2025 Junior Bowl

Saturday, June 7

The Junior Bowl is back! Students are excited. The judges have been recruited. Here we go!

The Junior Bowl is a terrific way for students to practice their ethics bowl skills in a low-stakes environment, surrounded by other students of a similar age and judges who understand that development, not perfection, is the goal of this competition.

The event will take place entirely online and is open to any high school in Canada.

Registration deadline:  Monday, April 28

Tecumseh Vista Secondary School
2024 Junior Ethics Bowl Champions

From left to right: James Parker, Wendy Qiu, Emma Acsinia, Yugraj Dhillion, Michael Mammarella

 

Getting Prepared

Registration open

Feedback Sessions

We all know: Getting started on the right path is key when tackling a new project.

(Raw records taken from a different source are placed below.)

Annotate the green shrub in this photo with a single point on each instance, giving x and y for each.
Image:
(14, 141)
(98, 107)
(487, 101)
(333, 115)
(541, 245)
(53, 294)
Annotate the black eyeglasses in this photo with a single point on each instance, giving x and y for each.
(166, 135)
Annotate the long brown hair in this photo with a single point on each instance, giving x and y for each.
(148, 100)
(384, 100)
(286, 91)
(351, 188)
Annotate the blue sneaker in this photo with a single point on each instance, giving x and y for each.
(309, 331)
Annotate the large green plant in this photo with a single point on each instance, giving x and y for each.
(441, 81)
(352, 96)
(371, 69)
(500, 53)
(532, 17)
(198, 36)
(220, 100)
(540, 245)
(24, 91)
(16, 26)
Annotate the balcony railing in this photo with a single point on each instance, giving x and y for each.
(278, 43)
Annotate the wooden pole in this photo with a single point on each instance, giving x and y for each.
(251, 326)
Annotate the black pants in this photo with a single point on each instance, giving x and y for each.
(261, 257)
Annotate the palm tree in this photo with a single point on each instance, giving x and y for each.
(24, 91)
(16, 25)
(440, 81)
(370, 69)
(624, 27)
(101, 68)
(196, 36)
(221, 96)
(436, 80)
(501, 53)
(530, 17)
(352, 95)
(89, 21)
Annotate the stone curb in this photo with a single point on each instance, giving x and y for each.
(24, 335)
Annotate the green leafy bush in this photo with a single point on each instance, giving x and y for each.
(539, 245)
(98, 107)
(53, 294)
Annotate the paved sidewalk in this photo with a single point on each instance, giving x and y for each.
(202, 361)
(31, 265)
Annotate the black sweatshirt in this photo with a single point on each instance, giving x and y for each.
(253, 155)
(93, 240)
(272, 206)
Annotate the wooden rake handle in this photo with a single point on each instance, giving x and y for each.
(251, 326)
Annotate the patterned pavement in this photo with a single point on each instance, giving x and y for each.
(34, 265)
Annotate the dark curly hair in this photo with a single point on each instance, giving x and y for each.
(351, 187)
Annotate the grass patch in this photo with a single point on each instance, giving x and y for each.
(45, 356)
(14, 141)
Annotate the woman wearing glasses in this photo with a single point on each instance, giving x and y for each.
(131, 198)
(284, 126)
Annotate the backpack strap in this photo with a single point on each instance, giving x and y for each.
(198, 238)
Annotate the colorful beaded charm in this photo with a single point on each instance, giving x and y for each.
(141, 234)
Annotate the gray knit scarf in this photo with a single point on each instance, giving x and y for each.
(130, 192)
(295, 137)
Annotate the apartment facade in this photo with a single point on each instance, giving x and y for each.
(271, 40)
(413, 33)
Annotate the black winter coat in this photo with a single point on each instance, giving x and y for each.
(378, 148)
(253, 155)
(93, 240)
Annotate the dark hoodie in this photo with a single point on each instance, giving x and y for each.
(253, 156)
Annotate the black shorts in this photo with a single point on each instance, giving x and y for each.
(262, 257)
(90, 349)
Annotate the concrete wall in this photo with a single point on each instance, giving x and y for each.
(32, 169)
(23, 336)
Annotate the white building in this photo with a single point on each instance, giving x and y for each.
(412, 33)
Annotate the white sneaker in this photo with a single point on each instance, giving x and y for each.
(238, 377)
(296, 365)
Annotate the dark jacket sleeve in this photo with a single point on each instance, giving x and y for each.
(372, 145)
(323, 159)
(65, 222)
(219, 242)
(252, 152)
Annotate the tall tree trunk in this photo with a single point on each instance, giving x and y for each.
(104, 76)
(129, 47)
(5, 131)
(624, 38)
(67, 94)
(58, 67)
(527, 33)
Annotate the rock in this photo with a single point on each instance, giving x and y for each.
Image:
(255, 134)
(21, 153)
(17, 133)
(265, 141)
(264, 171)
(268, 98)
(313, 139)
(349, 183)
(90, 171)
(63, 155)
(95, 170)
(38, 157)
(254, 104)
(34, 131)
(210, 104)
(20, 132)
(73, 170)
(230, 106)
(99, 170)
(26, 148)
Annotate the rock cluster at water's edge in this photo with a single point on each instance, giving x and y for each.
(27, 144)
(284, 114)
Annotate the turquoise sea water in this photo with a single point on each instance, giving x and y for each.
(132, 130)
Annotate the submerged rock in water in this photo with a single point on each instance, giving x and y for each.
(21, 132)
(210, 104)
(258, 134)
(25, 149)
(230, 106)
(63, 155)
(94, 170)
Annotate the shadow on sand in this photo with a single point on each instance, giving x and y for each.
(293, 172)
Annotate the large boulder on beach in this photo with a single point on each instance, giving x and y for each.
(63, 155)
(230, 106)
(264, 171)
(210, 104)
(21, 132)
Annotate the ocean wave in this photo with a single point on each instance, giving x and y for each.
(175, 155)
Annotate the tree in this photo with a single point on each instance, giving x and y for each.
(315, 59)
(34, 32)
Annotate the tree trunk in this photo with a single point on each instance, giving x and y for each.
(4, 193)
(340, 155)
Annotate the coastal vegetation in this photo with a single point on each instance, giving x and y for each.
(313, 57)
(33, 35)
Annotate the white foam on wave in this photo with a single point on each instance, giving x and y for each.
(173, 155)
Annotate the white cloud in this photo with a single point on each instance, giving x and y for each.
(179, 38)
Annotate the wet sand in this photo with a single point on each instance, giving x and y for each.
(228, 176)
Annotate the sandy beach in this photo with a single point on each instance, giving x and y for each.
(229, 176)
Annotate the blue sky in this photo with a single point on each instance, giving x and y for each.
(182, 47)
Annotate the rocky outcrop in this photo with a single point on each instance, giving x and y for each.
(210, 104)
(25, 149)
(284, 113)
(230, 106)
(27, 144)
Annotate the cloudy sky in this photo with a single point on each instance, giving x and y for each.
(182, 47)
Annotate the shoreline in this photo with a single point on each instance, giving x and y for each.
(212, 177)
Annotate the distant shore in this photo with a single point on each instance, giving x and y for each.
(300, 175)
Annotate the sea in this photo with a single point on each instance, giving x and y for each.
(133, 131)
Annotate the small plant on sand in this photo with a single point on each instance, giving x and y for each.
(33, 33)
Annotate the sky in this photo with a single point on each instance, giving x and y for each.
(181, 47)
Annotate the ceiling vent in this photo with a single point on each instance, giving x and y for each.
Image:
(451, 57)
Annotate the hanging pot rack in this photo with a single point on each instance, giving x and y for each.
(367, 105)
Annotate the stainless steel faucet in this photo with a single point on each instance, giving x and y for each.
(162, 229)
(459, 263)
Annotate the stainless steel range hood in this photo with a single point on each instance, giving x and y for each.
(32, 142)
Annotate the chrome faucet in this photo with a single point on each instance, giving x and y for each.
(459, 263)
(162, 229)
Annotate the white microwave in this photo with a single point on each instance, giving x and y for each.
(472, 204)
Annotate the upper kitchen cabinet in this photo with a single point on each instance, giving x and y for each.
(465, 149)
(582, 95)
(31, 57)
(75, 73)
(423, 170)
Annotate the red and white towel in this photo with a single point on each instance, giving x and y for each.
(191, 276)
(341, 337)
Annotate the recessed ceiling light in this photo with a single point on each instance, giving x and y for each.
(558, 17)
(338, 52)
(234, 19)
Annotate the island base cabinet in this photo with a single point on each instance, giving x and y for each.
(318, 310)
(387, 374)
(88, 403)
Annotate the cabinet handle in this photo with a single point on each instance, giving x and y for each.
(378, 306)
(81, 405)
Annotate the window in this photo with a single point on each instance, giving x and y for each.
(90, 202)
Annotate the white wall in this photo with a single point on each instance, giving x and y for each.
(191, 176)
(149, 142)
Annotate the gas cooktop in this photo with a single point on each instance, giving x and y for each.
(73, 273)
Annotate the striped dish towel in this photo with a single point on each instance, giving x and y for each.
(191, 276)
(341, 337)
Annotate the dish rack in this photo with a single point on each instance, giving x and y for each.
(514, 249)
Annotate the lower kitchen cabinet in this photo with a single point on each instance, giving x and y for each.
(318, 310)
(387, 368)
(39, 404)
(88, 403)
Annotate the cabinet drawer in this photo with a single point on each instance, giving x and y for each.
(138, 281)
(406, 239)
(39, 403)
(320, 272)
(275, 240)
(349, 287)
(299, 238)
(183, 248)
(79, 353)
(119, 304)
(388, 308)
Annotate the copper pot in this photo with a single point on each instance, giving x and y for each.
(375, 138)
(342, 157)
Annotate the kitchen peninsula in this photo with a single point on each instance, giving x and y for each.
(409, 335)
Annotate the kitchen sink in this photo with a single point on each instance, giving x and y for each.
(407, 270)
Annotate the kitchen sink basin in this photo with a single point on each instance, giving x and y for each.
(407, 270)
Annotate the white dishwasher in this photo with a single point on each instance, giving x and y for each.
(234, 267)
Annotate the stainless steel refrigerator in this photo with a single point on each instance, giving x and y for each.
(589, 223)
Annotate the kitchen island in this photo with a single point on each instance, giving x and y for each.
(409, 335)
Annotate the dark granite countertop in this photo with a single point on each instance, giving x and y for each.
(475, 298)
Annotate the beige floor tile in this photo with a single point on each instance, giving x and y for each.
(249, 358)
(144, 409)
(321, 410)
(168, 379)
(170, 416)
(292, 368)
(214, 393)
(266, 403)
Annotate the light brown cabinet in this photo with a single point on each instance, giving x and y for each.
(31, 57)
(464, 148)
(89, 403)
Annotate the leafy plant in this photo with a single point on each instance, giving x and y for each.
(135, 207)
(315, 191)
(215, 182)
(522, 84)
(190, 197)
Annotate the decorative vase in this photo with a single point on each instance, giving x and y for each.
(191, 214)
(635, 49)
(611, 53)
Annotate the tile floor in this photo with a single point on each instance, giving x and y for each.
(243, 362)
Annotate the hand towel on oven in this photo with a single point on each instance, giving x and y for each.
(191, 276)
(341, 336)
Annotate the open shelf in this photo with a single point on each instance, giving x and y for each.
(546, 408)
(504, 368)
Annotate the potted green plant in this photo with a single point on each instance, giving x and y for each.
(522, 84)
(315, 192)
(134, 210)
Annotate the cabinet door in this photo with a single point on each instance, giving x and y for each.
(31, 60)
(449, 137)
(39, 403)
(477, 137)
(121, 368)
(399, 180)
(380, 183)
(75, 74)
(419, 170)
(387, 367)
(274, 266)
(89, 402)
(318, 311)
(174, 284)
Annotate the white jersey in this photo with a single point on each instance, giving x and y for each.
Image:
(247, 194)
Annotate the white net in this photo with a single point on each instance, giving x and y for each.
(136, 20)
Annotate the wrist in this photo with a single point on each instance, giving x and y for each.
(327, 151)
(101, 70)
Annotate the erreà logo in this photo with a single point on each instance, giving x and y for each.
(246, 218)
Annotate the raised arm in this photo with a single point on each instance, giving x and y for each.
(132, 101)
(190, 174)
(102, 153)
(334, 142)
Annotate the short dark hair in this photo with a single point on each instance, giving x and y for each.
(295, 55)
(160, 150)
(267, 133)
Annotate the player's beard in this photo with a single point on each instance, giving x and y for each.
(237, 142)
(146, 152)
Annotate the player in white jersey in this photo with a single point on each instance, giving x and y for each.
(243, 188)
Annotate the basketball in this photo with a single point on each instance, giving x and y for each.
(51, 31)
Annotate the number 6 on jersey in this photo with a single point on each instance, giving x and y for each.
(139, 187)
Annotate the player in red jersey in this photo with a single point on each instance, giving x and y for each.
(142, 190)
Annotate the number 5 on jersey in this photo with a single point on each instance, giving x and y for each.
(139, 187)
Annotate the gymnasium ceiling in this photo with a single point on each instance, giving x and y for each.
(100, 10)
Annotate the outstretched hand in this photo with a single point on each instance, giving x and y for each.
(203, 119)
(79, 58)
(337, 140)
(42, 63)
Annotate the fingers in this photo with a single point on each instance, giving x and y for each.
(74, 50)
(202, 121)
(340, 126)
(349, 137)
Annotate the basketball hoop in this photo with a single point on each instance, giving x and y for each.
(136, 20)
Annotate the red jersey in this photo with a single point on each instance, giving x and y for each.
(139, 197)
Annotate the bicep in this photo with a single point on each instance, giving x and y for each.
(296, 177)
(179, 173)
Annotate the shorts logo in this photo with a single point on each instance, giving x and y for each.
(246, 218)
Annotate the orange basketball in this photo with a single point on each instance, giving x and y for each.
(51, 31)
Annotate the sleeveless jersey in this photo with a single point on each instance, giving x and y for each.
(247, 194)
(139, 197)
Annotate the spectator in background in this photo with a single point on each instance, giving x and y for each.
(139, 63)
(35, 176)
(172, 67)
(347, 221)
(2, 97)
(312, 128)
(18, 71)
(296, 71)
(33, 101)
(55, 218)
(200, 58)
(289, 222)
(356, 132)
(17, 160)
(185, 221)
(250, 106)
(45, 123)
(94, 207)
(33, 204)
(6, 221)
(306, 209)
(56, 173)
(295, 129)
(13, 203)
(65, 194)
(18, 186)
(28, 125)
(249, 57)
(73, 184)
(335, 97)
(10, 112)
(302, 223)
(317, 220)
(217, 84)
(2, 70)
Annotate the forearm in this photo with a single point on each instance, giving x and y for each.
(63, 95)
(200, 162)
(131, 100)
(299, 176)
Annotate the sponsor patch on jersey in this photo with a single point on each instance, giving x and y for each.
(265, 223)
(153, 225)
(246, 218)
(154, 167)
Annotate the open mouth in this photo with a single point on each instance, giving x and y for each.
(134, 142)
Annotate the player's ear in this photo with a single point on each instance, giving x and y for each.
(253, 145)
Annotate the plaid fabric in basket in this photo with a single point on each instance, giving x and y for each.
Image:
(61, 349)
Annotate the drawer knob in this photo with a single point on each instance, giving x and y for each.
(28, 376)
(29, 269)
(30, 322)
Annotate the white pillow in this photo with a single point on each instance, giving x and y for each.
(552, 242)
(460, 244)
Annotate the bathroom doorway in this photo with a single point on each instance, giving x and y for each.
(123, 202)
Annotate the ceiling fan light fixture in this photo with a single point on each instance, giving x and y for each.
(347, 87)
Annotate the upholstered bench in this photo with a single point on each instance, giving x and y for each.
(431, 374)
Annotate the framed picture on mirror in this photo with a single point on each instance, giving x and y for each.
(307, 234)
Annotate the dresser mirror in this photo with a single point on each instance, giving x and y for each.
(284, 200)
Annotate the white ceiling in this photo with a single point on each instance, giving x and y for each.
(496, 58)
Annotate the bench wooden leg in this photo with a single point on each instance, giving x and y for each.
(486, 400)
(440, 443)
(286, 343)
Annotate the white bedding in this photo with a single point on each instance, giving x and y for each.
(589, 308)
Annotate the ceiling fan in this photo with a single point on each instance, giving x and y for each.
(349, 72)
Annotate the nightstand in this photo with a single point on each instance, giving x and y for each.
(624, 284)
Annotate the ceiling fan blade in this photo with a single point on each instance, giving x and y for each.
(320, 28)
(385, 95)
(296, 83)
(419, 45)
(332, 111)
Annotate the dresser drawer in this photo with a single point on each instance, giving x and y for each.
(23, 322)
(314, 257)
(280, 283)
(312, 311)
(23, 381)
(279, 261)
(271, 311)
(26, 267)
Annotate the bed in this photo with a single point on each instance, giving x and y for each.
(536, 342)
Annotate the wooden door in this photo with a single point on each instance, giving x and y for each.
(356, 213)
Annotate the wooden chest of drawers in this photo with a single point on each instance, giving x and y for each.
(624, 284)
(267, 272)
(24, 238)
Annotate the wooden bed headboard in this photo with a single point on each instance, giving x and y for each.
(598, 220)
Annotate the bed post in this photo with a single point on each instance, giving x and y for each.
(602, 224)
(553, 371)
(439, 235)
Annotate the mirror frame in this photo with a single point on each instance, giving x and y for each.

For that reason, every Junior Bowl team will receive a one hour training session where an experienced ethics bowl staff member will help your team through the ethics bowl-argument-building process. By the end of your session, teams will have acheived:

1.) A completed argument builder with moral dilemma analysis, supporting reasons, objections, and responses

2.) Extra ‘pro tips’ learned from hundreds of hours of ethics bowl experience

Students should expect the session to be:

A.) Intensive

B.) Rigorous

C.) Detailed

D.) Organized

To prepare for the session, and to maximize their time with the ethics bowl pro, teams should select one case to discuss during the session. This session is for argument building, not refining; in turn, minimal preparation from teams is required, though continuous student-participation during the session is required (and makes the experience more fun for everyone!)

 

Key Contact:

Jeffrey Senese

General Manager

University of Toronto, Mississauga

Email: jeffrey.senese@utoronto.ca

"

 The ethics bowl isn’t simply about helping students think abstractly about moral dilemmas, though that’s important. At its best, the bowl is really about enacting moments of personal and social transformation in the lives of actual, young people.